Markets sold off Tuesday with the Nasdaq falling 1.2% and recording a bearish engulfing candle. This is the index of importance and many wondered what would happen as it approached former highs. It was the first to reclaim its 50 day SMA and the other major benchmarks followed, so perhaps it backing off will frighten the S&P 500 and Dow somewhat. The Russell 2000 retreating back underneath its 50 day SMA just one day after recouping it is not a good sign and we spoke last week about the VIX retesting its cup base breakout trigger near 15, and today it did so very firmly at its rising 50 day SMA rising more than 18%, a very good sign for product. One group not getting much conversation has been the weakness in the homebuilders. Of course the threat of higher interest rates is not friendly to the space, but there have been some outsized losses within. Names including DHI LEN MTH and TMHC are lower between 19-20% from most recent 52 week highs nearing bear market territory. The ITB has made little progress with any strength following the selloff earlier this month and has behaved very poorly following a bearish engulfing week ending 1/26. The ETF put on an impressive streak higher 18 of 21 weeks ending between 9/1-17-1/19 before it recent softness. Even periphery plays have been noticeable laggards with TTS and JELD off by 76 and 24% respectively.
Looking at individual groups there was very little for the bulls to talk about.
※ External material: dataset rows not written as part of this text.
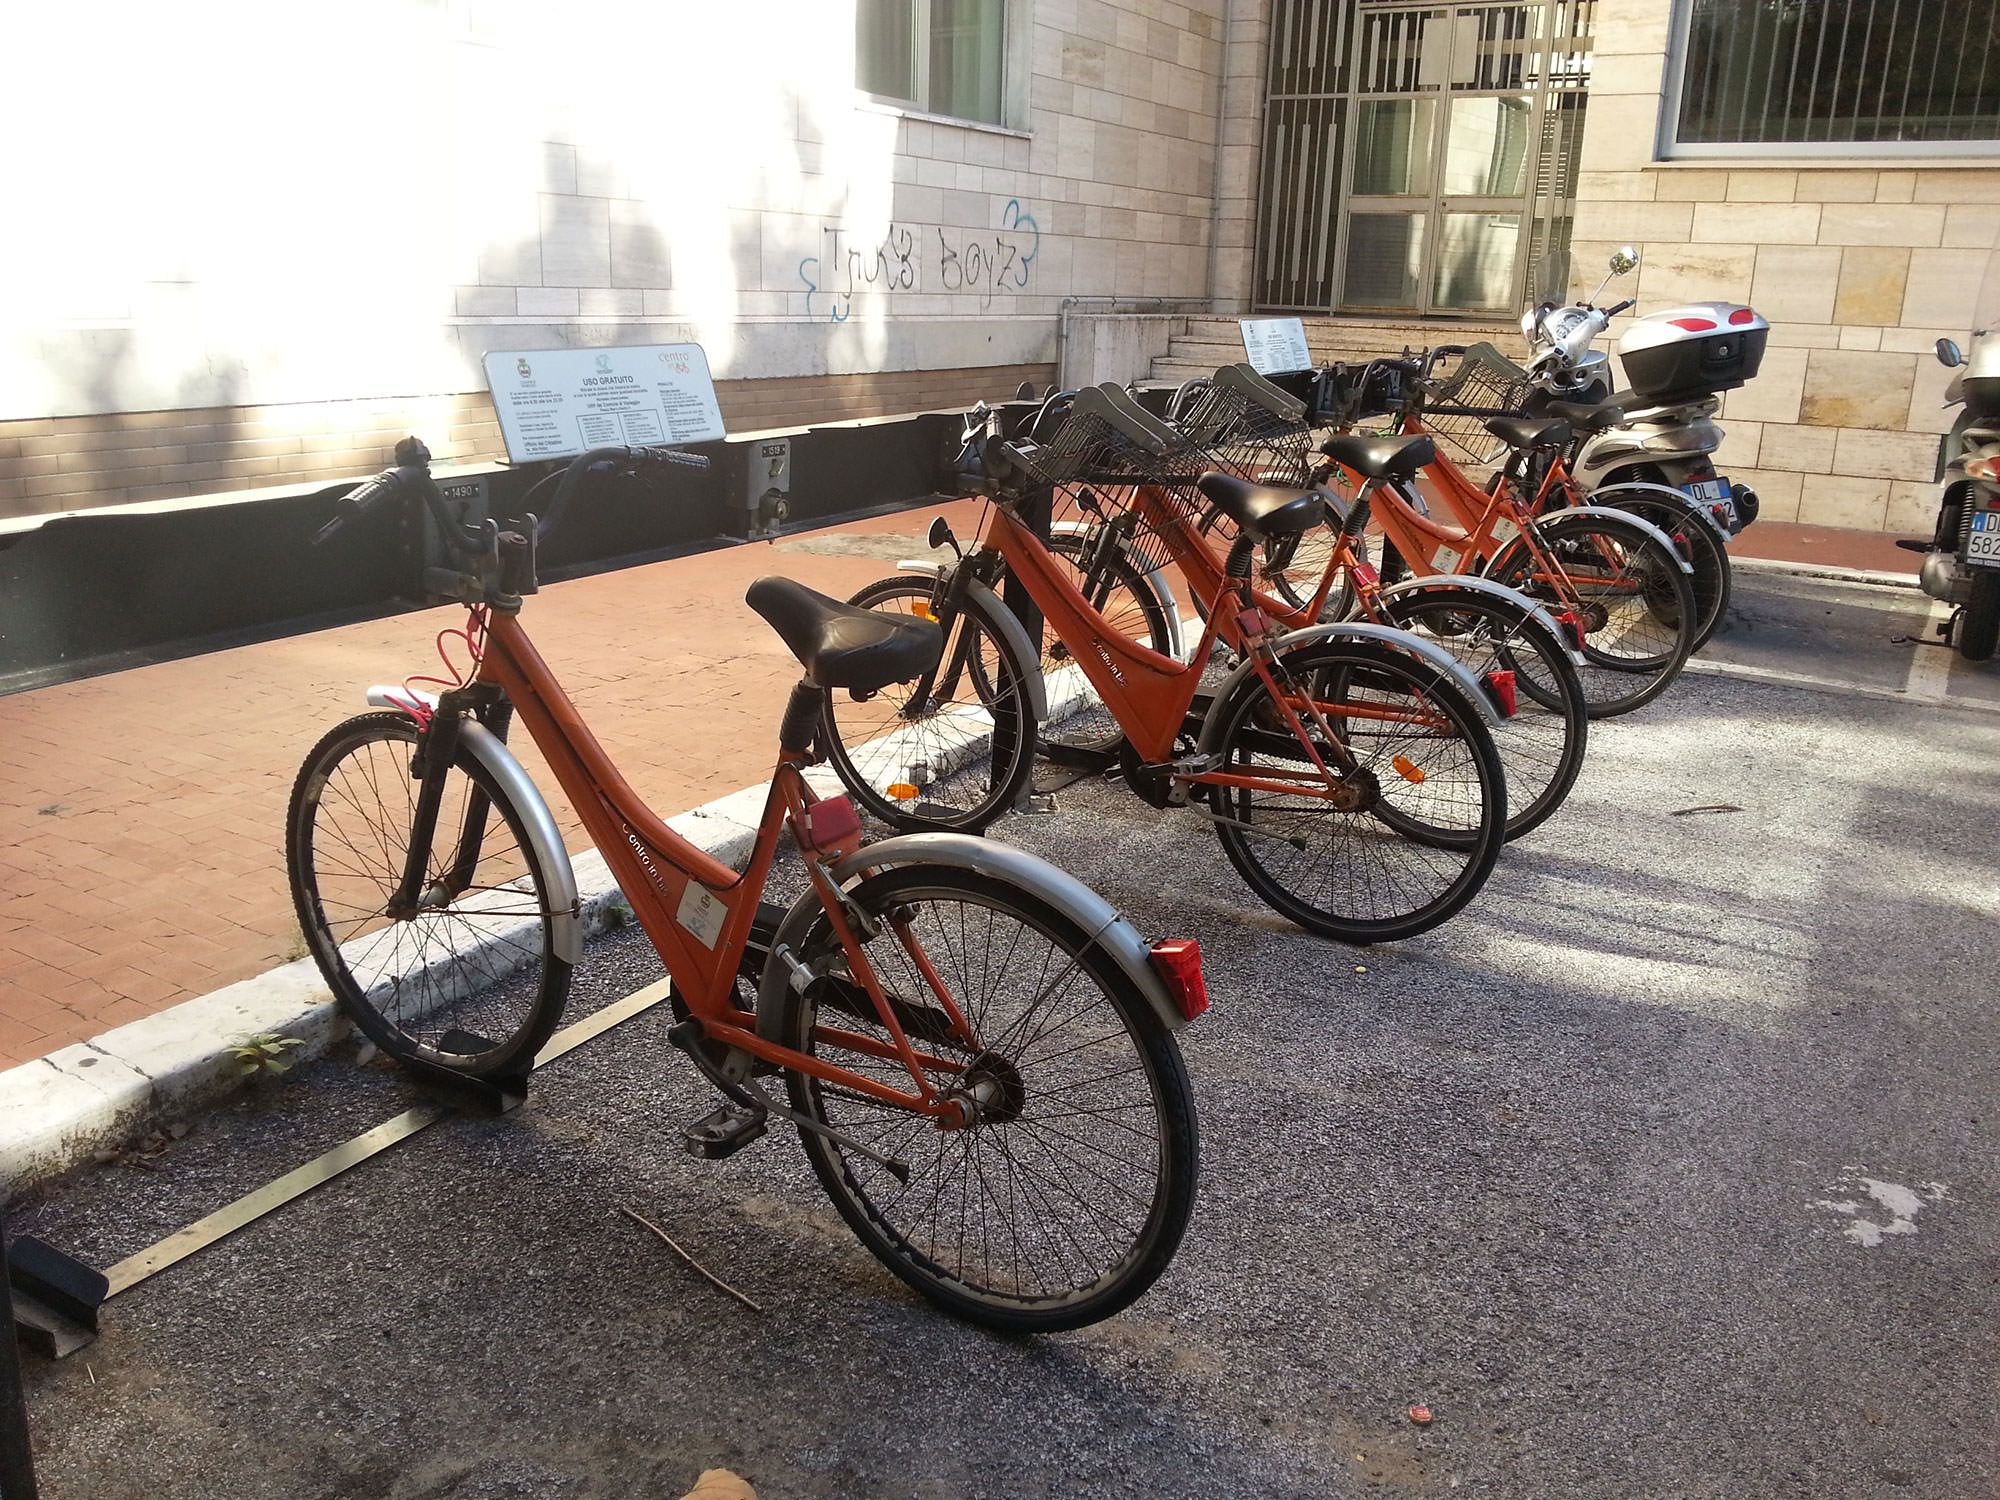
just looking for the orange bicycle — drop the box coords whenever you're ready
[286,440,1202,1332]
[823,391,1510,944]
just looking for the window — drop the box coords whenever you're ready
[857,0,1008,127]
[1665,0,2000,156]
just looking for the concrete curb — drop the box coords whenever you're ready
[1729,554,1920,591]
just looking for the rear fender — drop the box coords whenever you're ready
[1371,574,1588,668]
[752,833,1187,1038]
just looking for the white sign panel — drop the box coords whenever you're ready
[482,344,726,462]
[1238,317,1313,376]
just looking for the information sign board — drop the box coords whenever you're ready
[482,344,726,462]
[1238,317,1313,375]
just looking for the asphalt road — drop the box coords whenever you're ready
[9,572,2000,1499]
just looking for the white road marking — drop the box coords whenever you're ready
[1903,598,1958,701]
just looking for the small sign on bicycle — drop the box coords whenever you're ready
[483,344,726,462]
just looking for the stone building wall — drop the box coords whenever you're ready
[1,1,1228,522]
[1571,0,2000,534]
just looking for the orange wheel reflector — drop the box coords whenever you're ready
[910,602,936,620]
[1391,755,1426,784]
[886,782,921,799]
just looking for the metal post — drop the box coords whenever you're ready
[0,1223,40,1500]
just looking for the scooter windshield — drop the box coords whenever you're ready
[1974,222,2000,339]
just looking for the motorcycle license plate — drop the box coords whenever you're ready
[1969,509,2000,569]
[1682,475,1735,528]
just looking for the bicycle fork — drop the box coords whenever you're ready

The selloff was broad based with the financials acting the best with the XLF CLOSING lower by 1%. It came near the round 30 number, a level which has seen only 4 CLOSES above recently and is a level which gave the fund headaches dating back to the spring of 2007. The lagging energy space with the XLE is trying for a third consecutive up week with the last 2 trading in a very narrow range and well within the confines of the 8% weekly slump ending 2/9. Today the ETF was rejected at the round 70 number where it had problems climbing above last November and early December too. Near the bottom of the leaderboard were the staples and utilities with the XLP and XLU dropping 1.3 and 1.6% respectively and the worst performer on the session was the cyclicals falling a tidy 1.6% via the XLY recording an ugly bearish engulfing candle.
We are big believers in relative strength and therefore we must be on weakness as well. We have seen a big move off the recent lows and it could be a potential red flag if a stock did not participate. Price reveals plenty of information and below is a great example with HOG and how it was presented in our Monday 2/26 Game Plan. The first thing we see is the stock is underneath its 200 day SMA, and the saying is nothing good tends to happen below that secular line. The line is also sloping lower and that should make one hesitant on making long entries. It did little in the way of attempting a rebound and that demonstrated shortcomings. The stock is now 28% off most recent 52 week highs and looking at its potential first 3 week losing streak, down 2.2% so far this week, since August of last year. It is now flirting with the breakdown trigger and keep a close eye on this name to see how it responds following the possible breakdown.